Ah. Killian’s Red. My college drink of choice. Cheap, but it has flavor. It will do just fine.

I can already feel my heart lift at the prospect of that foam touching my lips, the cool tang of the beer, the unwinding of my shoulders that will begin. I’ll give one to Michael, hell, even to Mallory, and we can sit together and feel less crazy while we await word. It’ll be like a peace offering.

I’m smiling to myself at the register, and when the guy asks me for ID I start rooting through my pockets.

My wallet is not in my coat pocket.

The man stares at me, tapping the counter with his fingers, drumming out his impatience. Someone behind me readjusts his purchases in his arms. I start rooting around in my pants pockets, even the back pockets, which I never use. My fingers touch a bill, and I hope it’s a twenty or at least a ten, but now I have to convince him I’m twenty-one because . . .

As I look up to think of an excuse for not having ID, I catch sight of myself in a huge distorted mirror above the counter, the kind meant to spot thieves in every corner of the store. My head is huge in the center, the store disproportionately wide around me. I’m hemmed in by bottles.

“Sorry,” I tell the guy, and I run out the door.

I sprint down the block, away from the store, all stores, all bars, back to the neighborhood, panting with the unfamiliar exertion. I round a corner and slip; my feet fly away from the ground, and I come down hard on my side.

That’s when I notice the sleet has started. The sidewalks are collecting shiny pools of ice, nearly invisible in the dark. I pick myself up, and for a moment I lean against a tree, until I stop shaking.

I resume my walk back to the house carefully now, so it takes a good deal longer to return. I can’t feel my lips now that the wind has kicked up. My hair is damp with snow and sleet.

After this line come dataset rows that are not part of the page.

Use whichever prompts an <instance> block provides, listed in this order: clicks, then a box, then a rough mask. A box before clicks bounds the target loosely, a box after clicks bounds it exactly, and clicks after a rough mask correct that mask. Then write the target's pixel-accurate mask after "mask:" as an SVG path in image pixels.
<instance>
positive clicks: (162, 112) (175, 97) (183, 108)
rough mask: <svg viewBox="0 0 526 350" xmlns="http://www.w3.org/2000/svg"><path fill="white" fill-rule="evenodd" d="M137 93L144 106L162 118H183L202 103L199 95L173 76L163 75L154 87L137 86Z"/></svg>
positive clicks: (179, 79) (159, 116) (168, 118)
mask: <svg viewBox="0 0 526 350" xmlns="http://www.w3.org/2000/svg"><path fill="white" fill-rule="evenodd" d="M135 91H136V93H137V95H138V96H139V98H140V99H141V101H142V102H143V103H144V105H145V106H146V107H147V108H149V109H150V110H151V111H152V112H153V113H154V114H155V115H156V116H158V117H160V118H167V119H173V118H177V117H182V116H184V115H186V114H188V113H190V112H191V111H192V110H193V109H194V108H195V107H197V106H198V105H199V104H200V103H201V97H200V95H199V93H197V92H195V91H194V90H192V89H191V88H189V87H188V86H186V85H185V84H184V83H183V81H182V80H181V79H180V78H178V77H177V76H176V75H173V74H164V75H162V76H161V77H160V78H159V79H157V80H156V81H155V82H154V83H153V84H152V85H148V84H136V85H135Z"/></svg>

When I get to the porch I’m trembling again, though exactly why I can no longer say. I fish through my pockets, only to find I left not only without my wallet but without my keys. And my phone is inside.

I press the doorbell before I remember it’s broken. I knock as loudly as I dare, but there’s no answer. I peer in the front window, over my desk. The lights are off in the whole downstairs.

I knock once more, then curl up, shivering, in the chair on the porch, waiting for someone to wonder where I am.